Media and digital literacies

In the previous section, you read about some of the problems associated with participatory culture. As more and more people get involved in digital and networked communication, things get complicated: yes, there are new opportunities, but there are also new challenges.

One solution to the challenges posed by participatory culture is that citizens become trained to be more competent users of media and digital technologies: they develop their media and digital literacies.

Media literacies are the skills and competencies that allow individuals to read, access, analyse, evaluate, share, and create media content, and to understand and participate in media processes. A media literate person, according to a much-cited definition, can “decode, evaluate, analyze and produce both print and electronic media” (Aufderheide 1993: 1). This definition was the product of an historic 1992 meeting of media educators and media literacy advocates convened by the Aspen Institute in the US, whereupon it was agreed that to be “media literate” means to understand the following:

  • media are constructed, and construct reality
  • media have commercial implications
  • media have ideological and political implications
  • form and content are related in each medium, each of which has a unique aesthetic, codes and conventions
  • receivers negotiate meaning in media.

(Aufderheide 1993: 2)

In other words, media literacy allows individuals to be aware of the ways in which communication shapes reality. Media theorist James Paul Gee describes such knowledge as an understanding of “how people give meaning to and get meaning from media” (2015: 33).

Media literacy also encompasses knowledge about the operations, structure, and imperatives of the media industries. As Renee Hobbs puts it, media literacy education “pulls back the curtain on the political economy of the media” (Hobbs 2019: 3).
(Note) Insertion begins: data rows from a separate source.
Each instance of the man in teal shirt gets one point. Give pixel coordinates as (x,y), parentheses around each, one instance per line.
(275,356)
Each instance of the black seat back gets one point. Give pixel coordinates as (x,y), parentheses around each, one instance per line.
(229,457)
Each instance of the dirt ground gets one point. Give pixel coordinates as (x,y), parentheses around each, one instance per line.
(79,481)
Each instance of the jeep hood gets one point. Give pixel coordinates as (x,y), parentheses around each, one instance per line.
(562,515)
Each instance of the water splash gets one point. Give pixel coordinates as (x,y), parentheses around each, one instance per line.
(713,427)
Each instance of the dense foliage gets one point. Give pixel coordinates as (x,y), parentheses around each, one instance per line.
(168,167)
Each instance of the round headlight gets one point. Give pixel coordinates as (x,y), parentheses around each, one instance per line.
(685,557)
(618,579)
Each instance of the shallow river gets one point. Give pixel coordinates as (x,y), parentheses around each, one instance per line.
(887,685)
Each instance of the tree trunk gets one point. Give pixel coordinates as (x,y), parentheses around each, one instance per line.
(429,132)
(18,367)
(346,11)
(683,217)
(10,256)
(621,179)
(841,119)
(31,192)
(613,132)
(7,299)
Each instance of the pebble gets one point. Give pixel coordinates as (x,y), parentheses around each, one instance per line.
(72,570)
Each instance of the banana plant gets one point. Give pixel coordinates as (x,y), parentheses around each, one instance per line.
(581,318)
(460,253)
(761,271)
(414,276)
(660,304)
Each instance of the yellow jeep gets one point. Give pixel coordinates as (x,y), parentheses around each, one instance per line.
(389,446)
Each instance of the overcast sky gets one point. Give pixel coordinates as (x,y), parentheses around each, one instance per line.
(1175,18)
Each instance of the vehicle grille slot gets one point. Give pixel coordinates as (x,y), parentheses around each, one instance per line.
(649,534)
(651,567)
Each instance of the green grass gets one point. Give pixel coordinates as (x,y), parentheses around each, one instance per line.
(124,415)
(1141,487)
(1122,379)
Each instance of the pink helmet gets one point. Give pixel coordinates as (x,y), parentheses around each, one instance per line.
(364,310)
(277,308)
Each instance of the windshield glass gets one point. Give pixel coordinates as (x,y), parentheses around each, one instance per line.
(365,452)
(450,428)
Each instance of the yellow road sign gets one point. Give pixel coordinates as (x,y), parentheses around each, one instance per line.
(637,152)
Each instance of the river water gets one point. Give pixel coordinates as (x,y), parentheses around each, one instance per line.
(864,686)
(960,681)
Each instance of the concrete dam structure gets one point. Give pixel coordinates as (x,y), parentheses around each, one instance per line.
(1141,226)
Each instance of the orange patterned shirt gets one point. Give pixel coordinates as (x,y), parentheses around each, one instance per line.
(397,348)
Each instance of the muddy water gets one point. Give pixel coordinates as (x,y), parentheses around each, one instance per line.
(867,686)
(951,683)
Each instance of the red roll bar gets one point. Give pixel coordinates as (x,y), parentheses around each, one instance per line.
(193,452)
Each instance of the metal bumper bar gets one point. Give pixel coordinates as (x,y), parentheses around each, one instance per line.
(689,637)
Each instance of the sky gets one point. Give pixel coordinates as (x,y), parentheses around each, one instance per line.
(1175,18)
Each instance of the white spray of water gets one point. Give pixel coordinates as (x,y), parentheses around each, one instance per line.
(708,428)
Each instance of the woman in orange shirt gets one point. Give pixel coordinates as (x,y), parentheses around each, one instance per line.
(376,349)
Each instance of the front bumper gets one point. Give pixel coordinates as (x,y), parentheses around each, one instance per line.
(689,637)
In this sense, media literacy is about power: understanding the power relations that underscore the production and distribution of media, and empowering oneself through the acquisition of this knowledge.

Debated, dissected, and advocated for throughout the latter decades of the twentieth century, media literacy remains a hot topic in the twenty-first century and in the thick of participatory culture. Today, the most nuanced definitions of media literacy consider it to be both an ongoing process and a life skill. Hobbs, for example, describes media literacy and its sister term, digital literacy, as “a constellation of life skills that are necessary for full participation in our media-saturated, information-rich society” (2010: xii). And while media literacy is often described as the product of formal media education, it can also be acquired through informal learning processes, for example through our participation in online communities where mentorship may help us sharpen our digital communication skills.

So if we are all participants in a complex process through which communication shapes meaning, and in which digital practices have meaning, we need media literacy. We need to ask questions, fact-check, and interpret and remake representations. Yes, a knowledge of the workings of digital platforms and the affordances of social and digital media will help you make an impact as a communicator. But as I wrote in Chapter 1, we don’t study communication just because we want to do it better. We study communication because we have questions, and the questions – like it or not – see us unpicking the seams of common sense.

 

Image by Chen from Pixabay

 

Media literacy and misinformation

Is media literacy the answer to the misinformation problem? Perhaps. A media literate person can discern truth from falsity more easily, and can detect media bias. But, as danah boyd warns us, we shouldn’t think of media literacy as the “silver bullet” solution to the complex problems of the digital age. Boyd (2018) suggests that we focus more on the teaching of interpersonal skills, so that young people who are rapidly acquiring the competencies that allow them to create and share content on YouTube, Reddit, Discord, Instagram, and countless other digital platforms also have the ability to empathise, to understand otherness, and to negotiate different perspectives.

And if we think of media literacy only as a protective measure, we are limiting ourselves to media effects perspectives (see Chapter 7) and neglecting the range of things people do when they communicate in digital and mediatised spaces.

But it’s also the case that media literacy can help us understand and perform our roles as communicators and audiences in an ethical way. The sense of perpetual inquiry at the heart of media literacy primes us to recognise misinformation when we encounter it. And at a time when everyday citizens can become involved in the spreading of misinformation, media literacy can slow the flow, so to speak, and encourage us to think critically and reflexively about the information we are sharing. As Henry Jenkins points out (2020), media literacy is more important than ever before when citizens are entangled in the spreading of misinformation about war, politics, climate, and health (particularly so in the pandemic years).

And this is where things get interesting, because media literacy intersects in vital ways with other literacies: health literacy, environmental literacy, social justice literacy. I began this book with an overview of some of the communication challenges that haunt our world in the early decades of the 21st century. These challenges are better confronted by media literate individuals who can share, negotiate, and recreate meanings with confidence.